I'm wondering whether anyone has any insight on converting an array of character codes to Unicode characters, and searching them with a regex.

If you have

var a = [0,1,2,3]

you can use a loop to convert them into a string of the first four control characters in unicode.

However, if you then want to create a regex

"(X)+"

where X == the character code 3 converted to its Unicode equivalent, the searches never seem to work. If I check for the length of the string, it's correct, and .* returns all the characters in the string. But I'm having difficulties constructing a regex to search the string, when all I have to begin with is the character codes. Any advise?

Edit:

var a = [0,1,2,3,0x111]; str = "";

for(var i = 0; i < a.length; i++) {
    str += String.fromCharCode(a[i]);
}

var r = [0x111]
var reg = ""

reg += "(";
for(var i = 0; i < r.length; i++) {
var hex = r[i].toString(16);
    reg += "\\x" + hex;
}
reg += ")";

var res = str.match(RegExp(reg))[0];

Edit

//Working code:
var a = [0,1,2,3,0x111];
str = "";

for(var i = 0; i < a.length; i++) {
    str += String.fromCharCode(a[i]);
}

var r = [3,0x111]
var reg = ""

reg += "(";
for(var i = 0; i < r.length; i++) {
    var hex = r[i].toString(16);
    reg += ((hex.length > 2) ? "\\u" : "\\x") + ("0000" + hex).slice((hex.length > 2) ? -4 : -2);
}
reg += ")";

var res = str.match(RegExp(reg))[0];
1
Can you post just a few line code example of exactly what you are trying to do -- a minimal example that we can look at, rather than guess at?

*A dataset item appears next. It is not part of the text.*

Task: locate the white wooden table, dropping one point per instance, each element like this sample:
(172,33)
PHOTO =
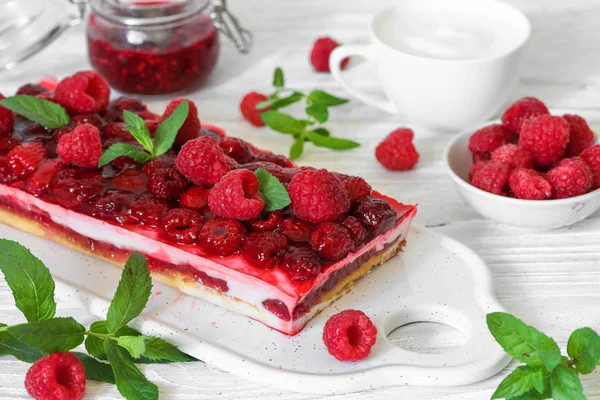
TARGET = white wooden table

In its current form, it is very difficult to answer this question.Jeremy J Starcher
I hope the above edit is sufficient to get the basic idea across, though in the actual application it will be significantly more sophisticated.AaronF

1 Answers

2
votes

With changes to a few details, the example can be made to work.

Assuming that you are interested in printable Unicode characters in general, and not specifically the first four control characters, the test vector a for the string "hello" would be:

var a = [104, 101, 108, 108, 111]; // hello

If you want to match both 'l' characters:

var r = [108, 108]

When you construct your regular expression, the character code must be in hexadecimal:

reg += "\\x" + ("0" + r[i].toString(16)).slice(-2);

After that, you should see the results you expect.